The feature of joint tenancy that is most widely recognized is its rights of survivorship. Upon the death of a joint tenant, that interest in the property is extinguished and the remaining joint tenant(s) is/are automatically left as owner(s). Any property held in joint tenancy goes to the surviving owner(s) without delay of probate and usually with less legal expense.

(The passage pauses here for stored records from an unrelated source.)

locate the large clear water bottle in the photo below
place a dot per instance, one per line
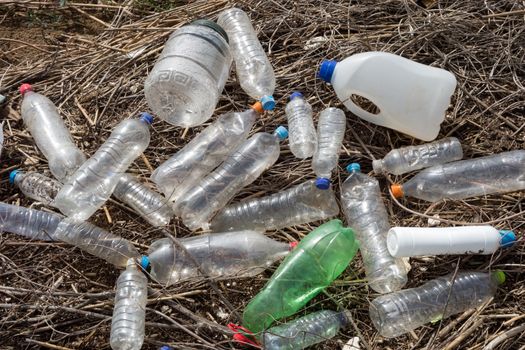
(52, 137)
(498, 173)
(365, 212)
(94, 182)
(400, 312)
(129, 313)
(201, 155)
(254, 70)
(406, 159)
(220, 255)
(187, 80)
(298, 205)
(330, 134)
(303, 136)
(240, 169)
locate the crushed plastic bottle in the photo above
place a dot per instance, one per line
(365, 212)
(406, 159)
(498, 173)
(300, 204)
(240, 169)
(330, 135)
(254, 70)
(187, 80)
(303, 136)
(403, 311)
(52, 137)
(129, 313)
(200, 156)
(220, 255)
(315, 263)
(305, 331)
(93, 183)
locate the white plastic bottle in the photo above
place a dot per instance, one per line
(129, 313)
(365, 212)
(498, 173)
(412, 98)
(254, 70)
(330, 134)
(240, 169)
(302, 133)
(52, 137)
(220, 255)
(419, 241)
(187, 80)
(406, 159)
(93, 183)
(298, 205)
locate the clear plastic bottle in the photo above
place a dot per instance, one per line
(498, 173)
(305, 331)
(94, 182)
(330, 134)
(220, 255)
(298, 205)
(201, 155)
(240, 169)
(406, 159)
(365, 212)
(254, 70)
(129, 313)
(303, 136)
(50, 133)
(187, 80)
(400, 312)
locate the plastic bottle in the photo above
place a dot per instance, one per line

It is the right of survivorship that has made joint tenancy a popular form of ownership and is created in Minnesota by a conveyance to the grantees “as joint tenants”.

TENANTS IN COMMON

As tenants in common, each person in title owns an undivided interest in the whole property.  This means that each owner has a right to possession of the entire property and can neither be excluded, nor exclude any other owner(s), from any specific portion of the property.  In a tenancy in common, these interests need not be the same size, and each owner can independently sell, mortgage, give away, or devise his/her individual interest in the property. When a tenancy in common exists, if a co-owner dies, his/her interest becomes part of his/her estate and must go through probate proceedings.  It then passes to his/her heirs who become tenants in common with the remaining co-owners.  There is no right of survivorship; that is, the remaining co-owners do not acquire the deceased’s interest unless they are named in the deceased’s last will and testament to do so.